The reason? The city has decided to implement the most recent in a long series of punitive regulations – and this one is likely to drive away business.
San Francisco wants its last remaining gun shop to record every transaction on video (with the customer identifiable), and turn customers’ personal data over to law enforcement on a weekly basis – i.e., as a routine matter, without suspicion or probable cause. These regulations would apply even though customers have submitted to background checks and gone through government-mandated waiting periods.

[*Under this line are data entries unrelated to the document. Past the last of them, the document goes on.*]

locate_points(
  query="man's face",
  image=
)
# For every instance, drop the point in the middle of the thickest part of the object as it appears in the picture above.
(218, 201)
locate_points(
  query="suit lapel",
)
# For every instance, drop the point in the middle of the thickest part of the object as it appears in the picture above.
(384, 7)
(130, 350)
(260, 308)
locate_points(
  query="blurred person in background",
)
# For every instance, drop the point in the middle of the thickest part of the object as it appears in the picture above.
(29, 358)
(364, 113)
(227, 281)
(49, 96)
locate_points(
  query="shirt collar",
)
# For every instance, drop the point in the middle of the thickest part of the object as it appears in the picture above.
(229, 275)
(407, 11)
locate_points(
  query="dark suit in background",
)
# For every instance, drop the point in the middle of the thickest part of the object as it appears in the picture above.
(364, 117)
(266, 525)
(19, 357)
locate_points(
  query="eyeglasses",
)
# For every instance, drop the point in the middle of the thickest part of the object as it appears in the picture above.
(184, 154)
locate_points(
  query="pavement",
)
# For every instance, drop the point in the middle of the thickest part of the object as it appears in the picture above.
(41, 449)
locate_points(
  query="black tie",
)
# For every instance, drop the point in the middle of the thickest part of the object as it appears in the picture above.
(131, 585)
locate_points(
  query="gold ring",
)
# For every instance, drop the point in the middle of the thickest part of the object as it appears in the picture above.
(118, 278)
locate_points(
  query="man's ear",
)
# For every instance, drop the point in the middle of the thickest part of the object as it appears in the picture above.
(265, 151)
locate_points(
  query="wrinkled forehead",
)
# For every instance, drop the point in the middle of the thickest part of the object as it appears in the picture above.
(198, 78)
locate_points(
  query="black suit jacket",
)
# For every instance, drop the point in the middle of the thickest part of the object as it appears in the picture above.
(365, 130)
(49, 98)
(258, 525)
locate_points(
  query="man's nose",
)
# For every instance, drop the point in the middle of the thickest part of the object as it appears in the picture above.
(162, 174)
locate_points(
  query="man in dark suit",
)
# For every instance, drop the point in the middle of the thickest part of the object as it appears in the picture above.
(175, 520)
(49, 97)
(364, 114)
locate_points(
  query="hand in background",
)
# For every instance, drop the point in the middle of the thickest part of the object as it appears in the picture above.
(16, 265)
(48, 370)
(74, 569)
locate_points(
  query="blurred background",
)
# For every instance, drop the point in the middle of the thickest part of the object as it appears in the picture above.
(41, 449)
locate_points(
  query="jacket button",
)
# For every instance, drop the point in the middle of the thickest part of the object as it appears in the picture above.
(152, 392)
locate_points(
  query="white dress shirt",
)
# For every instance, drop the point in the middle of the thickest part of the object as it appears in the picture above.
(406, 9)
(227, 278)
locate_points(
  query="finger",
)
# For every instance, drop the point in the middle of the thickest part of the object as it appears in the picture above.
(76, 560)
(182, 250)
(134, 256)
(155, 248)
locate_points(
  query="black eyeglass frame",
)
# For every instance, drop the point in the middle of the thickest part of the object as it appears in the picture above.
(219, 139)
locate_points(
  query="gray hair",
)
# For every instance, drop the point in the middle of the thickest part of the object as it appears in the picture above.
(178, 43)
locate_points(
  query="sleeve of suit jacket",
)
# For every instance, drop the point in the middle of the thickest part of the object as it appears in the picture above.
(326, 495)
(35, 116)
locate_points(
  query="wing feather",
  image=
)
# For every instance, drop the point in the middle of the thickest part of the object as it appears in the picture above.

Said manager Steven Alcairo:
This time, it’s the idea of filming our customers taking delivery of items after they already completed waiting periods. We feel this is a tactic designed to discourage customers from coming to us.

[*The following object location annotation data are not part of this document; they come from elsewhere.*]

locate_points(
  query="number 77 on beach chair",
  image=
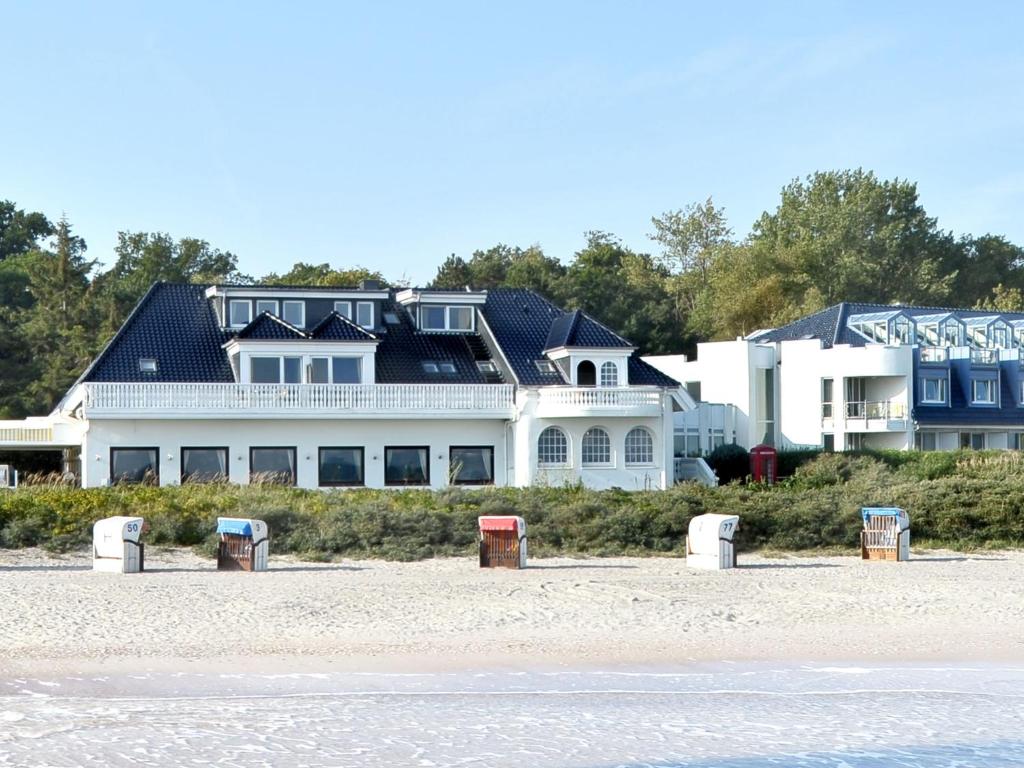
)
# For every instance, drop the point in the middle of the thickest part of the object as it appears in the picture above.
(503, 542)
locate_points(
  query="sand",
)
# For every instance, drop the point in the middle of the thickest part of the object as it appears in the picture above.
(57, 615)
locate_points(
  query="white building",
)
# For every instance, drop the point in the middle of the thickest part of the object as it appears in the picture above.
(861, 376)
(325, 387)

This year, it’s this and next year will probably be something else. We don’t want to wait for it.
Anti-gun crusaders say the requirements are justified.
Ladd Everitt, spokesman for the Coalition to Stop Gun Violence, said the proposed regulations are not onerous and said “video evidence is a critical component in bringing lawbreakers to justice.”
“If High Bridge Arms is so scared of implementing such a practice, my first question would be, ‘What do you have to hide?'” he said. “Why in the world aren’t we requiring all gun stores to tape sales at this point?”
This perspective does seem to confuse law-abiding gun buyers with “lawbreakers.” City Supervisor Mark Farrell, a proponent of the new regulations, is similarly confused:
Mark Farrell…said “easy access to guns and ammunition continue[s] to contribute to senseless violent crime here in San Francisco and across the country.”
“Even though San Francisco has some of the toughest gun control laws on the books in the country – there is more we can do to protect the public,” he said in a statement before introducing the package.
Remember, this is a city of 840,000 people with exactly one gun store. “Easy access to guns and ammunition”? No case can be made that High Bridge Arms is the source of such “easy access.” To buy either a gun or ammunition from High Bridge, you have to go through an extensive process and satisfy every regulation levied by the U.S. federal government, the state of California, and the city of San Francisco.
No, if there’s easy access to guns and ammunition in San Francisco, it’s not via High Bridge Arms.
Reportedly, business has been good for the only gun shop in the city. But law-abiding San Franciscans will now have to go outside the city limits to buy firearms and ammunition. If this has any effect on violent crime in San Francisco, it will only be to create more victims, and make them more vulnerable.